大爷皱起眉头,只是枣泥而已,这丫头却当是什么山珍海味,自己不咽,巴巴地朝他凑过来,他好厌烦,一撇嘴就要嗤笑,可忍住了,吊着眉,等他来喂。
一团嚼碎了的东西,这要是搁过去,他只会觉得恶心,如今也不知道怎么了,咂摸来咂摸去,还真是甜。
“嗯……”许锥儿轻轻推了他一把,“你咋吃俺嘴呢,”他拿胳膊擦一擦,挺不高兴的,“再不许了啊。”
大爷瞪着他,他吃他嘴了吗?没有啊,他只是抿了两口枣泥,这时候许锥儿第二口送上来,他冷冷地偏过头,不去接,许锥儿摇他的腕子:“干啥,跟俺生气啦,”含着东西,他咕哝,“这么好吃,你不吃俺可吃了。
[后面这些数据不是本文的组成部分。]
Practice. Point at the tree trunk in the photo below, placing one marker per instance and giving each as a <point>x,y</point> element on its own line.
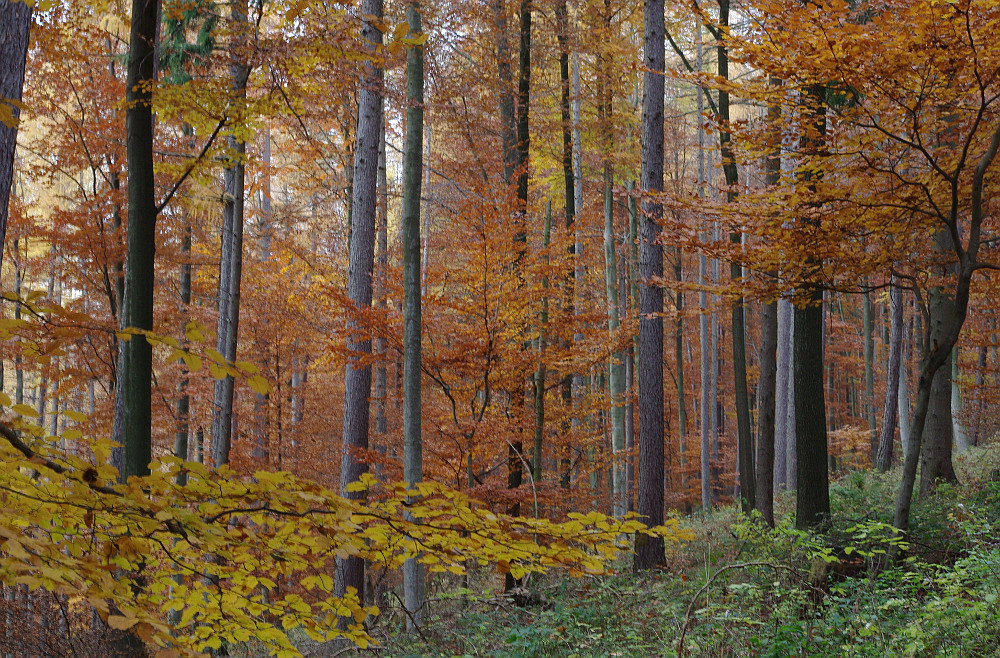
<point>782,438</point>
<point>616,375</point>
<point>869,355</point>
<point>813,497</point>
<point>133,397</point>
<point>742,401</point>
<point>364,208</point>
<point>892,378</point>
<point>413,571</point>
<point>961,437</point>
<point>231,263</point>
<point>649,550</point>
<point>766,391</point>
<point>15,24</point>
”
大爷不理他。
许锥儿干脆支着椅子贴上去,把两张甜滋滋的嘴巴蹭到一起,好巧不巧的,大娘偏这时候来添炉碳,一下撞上了。
“哦哟哟,”她装模作样地捂住脸,扭着老腰做戏,“羞煞人了!”
这确实是个羞人的事儿,许锥儿理亏,低下头没吱声,大娘成心臊他:“我伺候主家这么些年,还是头一回见着这样的奶奶!”
哪样的奶奶?扒着男人大腿要亲嘴儿的奶奶。
许锥儿坐不住了,涨着脸站起来,正要辩解两句,大爷不知道是有心还是无意,腕子颤巍巍抵到桌上,无名指往前一拨,把盛蛋羹的小盅拨到地上,啪嚓碎了。
大娘这才去看他的脸色,一个瘫子,神色却十足威严,瞳仁沉沉地黑,眉目间有一股煞气,最怕人是那一张薄嘴,嘴角往下微微一撇,就叫人没来由地胆寒。
她立刻噤声,乖顺地哈下腰,别别扭扭朝许锥儿作个揖,去添碳了。